御門くんの執愛攻めには抗えない~策士な年下御曹司は偽装婚約で愛し堕とす~
『ありがとうございます。でも、大丈夫です』
『そうか。さすが、社長になる男は違うな』
『いえ。……まだまだです』
謙遜しているわけではなく、本心だった。このままでは父の後を継いで社長になることなど到底できない。
リーシング部で働いた経験を経て、俺は自分の立ち位置や実力を、正しく測れるようになっていた。
また、それまで受け身だった自分を脱し、自分がどういう経営者になりたいか、御門ホテルをどう発展させていきたいのかを積極的に考えるようになったのも同じ頃だ。
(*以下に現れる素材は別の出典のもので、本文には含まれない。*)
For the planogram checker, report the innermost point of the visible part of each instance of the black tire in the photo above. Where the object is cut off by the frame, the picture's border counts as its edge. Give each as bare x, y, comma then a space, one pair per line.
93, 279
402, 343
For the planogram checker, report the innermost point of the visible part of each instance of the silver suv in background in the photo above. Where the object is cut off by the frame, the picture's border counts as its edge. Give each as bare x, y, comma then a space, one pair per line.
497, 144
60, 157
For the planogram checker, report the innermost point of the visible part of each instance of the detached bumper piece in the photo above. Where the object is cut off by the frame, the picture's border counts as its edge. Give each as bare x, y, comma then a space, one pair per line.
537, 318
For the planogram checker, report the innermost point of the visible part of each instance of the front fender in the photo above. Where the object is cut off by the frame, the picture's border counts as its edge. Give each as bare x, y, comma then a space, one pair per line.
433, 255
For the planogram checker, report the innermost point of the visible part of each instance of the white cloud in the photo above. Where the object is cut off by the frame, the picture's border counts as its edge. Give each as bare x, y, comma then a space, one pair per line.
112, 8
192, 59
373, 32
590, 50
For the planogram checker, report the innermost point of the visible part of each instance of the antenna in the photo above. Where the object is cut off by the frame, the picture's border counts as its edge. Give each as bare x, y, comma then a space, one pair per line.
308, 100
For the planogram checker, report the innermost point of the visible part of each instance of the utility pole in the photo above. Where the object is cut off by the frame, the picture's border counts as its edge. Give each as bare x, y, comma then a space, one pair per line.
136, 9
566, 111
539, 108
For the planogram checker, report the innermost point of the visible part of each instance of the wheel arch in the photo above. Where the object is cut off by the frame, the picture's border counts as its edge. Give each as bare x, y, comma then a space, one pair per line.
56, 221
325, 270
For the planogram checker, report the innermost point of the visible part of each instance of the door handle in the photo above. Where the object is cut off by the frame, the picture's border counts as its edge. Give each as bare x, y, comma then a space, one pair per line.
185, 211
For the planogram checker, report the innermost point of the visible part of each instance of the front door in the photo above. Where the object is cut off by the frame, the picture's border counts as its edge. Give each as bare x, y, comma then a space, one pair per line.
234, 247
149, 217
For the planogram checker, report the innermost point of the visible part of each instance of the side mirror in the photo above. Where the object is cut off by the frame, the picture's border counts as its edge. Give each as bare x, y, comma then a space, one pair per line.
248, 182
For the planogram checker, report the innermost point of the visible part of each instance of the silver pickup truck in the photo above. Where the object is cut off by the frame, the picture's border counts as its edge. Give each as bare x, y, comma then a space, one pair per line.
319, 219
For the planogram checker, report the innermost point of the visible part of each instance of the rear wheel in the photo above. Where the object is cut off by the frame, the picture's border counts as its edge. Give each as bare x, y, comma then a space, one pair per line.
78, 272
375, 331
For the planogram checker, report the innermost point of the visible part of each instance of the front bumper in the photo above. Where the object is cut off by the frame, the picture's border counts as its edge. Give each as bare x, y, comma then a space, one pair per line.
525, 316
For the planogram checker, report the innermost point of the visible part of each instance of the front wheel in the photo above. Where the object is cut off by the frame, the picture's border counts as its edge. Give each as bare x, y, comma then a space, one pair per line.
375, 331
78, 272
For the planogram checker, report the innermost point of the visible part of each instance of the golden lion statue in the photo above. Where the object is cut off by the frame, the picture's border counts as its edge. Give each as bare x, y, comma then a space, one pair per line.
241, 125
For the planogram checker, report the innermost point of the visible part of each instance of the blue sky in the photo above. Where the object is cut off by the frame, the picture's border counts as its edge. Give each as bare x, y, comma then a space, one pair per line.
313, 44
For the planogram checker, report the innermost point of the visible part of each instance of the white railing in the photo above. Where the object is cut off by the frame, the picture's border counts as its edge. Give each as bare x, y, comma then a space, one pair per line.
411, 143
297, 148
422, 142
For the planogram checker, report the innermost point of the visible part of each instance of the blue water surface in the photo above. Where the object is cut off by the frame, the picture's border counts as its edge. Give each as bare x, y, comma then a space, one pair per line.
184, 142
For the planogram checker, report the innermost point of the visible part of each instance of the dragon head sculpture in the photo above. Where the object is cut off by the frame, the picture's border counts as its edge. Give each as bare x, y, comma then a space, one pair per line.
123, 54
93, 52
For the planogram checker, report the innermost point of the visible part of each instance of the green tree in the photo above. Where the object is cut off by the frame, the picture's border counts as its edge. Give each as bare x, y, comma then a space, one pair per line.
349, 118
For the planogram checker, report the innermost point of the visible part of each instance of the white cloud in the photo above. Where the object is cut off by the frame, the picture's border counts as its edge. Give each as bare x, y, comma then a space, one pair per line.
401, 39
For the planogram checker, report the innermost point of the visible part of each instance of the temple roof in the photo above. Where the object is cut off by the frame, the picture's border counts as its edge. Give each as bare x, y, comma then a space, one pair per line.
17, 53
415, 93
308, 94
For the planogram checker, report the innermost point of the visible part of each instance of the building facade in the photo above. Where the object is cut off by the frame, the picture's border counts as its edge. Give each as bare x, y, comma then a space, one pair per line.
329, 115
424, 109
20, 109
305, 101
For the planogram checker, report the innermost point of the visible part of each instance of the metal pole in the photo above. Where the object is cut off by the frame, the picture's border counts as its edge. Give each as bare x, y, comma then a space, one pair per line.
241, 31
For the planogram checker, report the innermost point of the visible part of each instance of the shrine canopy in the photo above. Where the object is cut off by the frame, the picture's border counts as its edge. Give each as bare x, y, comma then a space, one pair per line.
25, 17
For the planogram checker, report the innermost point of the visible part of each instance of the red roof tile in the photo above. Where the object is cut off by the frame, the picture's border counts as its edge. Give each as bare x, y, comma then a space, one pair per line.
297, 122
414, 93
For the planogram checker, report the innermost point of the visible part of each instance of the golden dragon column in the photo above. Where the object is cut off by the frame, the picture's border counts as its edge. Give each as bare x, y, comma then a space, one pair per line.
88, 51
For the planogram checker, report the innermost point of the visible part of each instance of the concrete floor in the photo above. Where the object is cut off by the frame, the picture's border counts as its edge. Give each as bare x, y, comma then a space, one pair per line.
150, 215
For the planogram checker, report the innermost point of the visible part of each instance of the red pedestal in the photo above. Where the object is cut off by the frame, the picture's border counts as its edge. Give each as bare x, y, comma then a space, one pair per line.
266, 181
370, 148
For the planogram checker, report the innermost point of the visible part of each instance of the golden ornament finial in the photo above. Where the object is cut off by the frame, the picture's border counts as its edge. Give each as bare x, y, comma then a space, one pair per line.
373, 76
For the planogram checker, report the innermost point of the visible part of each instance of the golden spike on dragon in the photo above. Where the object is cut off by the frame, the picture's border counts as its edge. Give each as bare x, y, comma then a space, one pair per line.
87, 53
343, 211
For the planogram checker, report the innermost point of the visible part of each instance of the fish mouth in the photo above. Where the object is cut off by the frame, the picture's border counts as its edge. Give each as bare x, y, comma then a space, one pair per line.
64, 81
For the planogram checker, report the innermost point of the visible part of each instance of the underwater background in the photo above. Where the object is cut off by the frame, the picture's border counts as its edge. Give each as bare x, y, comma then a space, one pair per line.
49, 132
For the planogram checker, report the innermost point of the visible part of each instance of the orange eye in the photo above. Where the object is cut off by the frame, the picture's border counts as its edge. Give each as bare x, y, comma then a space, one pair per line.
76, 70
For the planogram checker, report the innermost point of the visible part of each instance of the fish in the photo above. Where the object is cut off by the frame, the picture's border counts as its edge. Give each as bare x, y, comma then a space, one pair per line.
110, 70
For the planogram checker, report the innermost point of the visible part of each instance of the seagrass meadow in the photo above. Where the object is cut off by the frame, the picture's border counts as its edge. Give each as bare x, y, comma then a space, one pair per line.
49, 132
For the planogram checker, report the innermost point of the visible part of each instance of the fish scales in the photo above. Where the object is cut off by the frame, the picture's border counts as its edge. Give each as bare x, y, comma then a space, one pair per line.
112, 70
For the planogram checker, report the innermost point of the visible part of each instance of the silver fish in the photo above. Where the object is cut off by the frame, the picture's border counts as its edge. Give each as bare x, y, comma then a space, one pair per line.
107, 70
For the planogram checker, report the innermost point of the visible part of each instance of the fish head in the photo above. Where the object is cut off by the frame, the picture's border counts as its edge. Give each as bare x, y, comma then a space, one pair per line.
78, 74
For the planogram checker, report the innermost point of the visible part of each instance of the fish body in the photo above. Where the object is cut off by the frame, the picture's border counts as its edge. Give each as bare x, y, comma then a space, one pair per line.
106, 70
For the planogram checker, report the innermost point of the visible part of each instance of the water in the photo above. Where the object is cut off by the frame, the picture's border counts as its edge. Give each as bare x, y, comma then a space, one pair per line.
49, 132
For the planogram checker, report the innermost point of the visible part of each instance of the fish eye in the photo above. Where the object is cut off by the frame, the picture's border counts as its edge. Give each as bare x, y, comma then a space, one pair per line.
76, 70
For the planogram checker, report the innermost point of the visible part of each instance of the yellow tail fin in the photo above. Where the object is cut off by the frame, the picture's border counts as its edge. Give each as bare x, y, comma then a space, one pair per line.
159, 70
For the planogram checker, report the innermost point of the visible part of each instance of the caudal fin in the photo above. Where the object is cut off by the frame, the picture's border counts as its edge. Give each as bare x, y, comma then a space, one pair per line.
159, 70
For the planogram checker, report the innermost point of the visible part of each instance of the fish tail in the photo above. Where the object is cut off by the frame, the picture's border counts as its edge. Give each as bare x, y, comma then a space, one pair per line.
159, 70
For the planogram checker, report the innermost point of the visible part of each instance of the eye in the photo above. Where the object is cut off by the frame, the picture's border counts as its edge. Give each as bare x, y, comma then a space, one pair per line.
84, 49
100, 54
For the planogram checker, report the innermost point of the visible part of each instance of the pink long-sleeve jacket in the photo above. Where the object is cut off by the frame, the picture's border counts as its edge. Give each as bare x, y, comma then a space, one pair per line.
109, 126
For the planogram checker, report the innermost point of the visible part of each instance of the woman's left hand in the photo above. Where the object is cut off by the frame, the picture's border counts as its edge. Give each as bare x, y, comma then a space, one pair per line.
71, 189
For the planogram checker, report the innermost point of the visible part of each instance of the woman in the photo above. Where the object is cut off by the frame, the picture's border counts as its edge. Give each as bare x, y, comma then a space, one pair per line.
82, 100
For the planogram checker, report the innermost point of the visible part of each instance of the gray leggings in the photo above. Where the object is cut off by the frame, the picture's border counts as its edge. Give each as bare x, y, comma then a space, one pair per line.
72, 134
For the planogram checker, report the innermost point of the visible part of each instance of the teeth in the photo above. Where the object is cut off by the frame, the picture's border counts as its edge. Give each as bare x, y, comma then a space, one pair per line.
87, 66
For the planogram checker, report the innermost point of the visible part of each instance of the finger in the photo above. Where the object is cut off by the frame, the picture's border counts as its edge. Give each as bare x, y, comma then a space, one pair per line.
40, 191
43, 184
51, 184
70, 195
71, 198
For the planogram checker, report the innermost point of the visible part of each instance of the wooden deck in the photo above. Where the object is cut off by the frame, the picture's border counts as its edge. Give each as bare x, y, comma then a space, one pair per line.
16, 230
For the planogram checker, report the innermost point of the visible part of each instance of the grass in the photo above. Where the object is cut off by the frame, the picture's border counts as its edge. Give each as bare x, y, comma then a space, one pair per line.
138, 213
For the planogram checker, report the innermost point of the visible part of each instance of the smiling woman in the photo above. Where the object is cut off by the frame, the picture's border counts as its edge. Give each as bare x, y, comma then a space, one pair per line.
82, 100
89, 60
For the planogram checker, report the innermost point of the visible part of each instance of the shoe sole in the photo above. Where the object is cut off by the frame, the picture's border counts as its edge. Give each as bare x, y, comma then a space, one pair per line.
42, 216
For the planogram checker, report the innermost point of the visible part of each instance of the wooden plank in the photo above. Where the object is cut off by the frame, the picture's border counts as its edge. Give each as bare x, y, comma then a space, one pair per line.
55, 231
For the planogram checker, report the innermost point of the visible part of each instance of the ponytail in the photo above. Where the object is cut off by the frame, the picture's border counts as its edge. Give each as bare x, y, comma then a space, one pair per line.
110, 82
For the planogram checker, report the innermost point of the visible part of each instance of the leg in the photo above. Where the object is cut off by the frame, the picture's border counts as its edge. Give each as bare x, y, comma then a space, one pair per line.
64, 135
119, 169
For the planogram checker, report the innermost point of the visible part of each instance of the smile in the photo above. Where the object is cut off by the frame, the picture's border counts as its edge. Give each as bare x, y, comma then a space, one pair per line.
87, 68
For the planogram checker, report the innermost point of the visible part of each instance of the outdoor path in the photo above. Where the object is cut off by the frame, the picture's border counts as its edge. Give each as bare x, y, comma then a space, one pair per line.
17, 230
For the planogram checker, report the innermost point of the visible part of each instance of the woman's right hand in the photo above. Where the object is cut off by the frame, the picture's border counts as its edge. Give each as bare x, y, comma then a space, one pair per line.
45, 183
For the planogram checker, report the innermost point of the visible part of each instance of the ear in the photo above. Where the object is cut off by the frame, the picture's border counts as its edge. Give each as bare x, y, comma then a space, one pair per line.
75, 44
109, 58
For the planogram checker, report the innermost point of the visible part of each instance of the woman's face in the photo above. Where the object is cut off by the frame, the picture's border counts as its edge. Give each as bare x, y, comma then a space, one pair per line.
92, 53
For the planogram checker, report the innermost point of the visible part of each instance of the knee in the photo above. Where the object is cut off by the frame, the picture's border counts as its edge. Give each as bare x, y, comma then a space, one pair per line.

そんな俺の内面的な変化を父も評価したのか、翌年から二年間は、海外展開している御門ホテルの中でも売上高の面で少し遅れを取っていた『ハワイアンリゾート・ミカド』の総支配人を任されることになる。
日本から離れた地で仕事をするのは、芦屋さんへの想いを秘め、自分を成長させるのにちょうどいい機会だった。
いつか帰国した時に胸を張って彼女に会いに行けるよう、俺はホテルの最高責任者として、売り上げを伸ばすための改革を次々と行った。
年若い御曹司ということで最初こそホテルスタッフからの風当たりはきつかったが、実力主義の海外らしく、結果がついてくるとなにも言われなくなった。
たっぷり二年の月日をかけ、ハワイの地でようやく売上トップのホテルとして認められると、社長である父から帰国の許可が下りる。そして、帰国と同時に俺を副社長に据える考えだと聞かされた。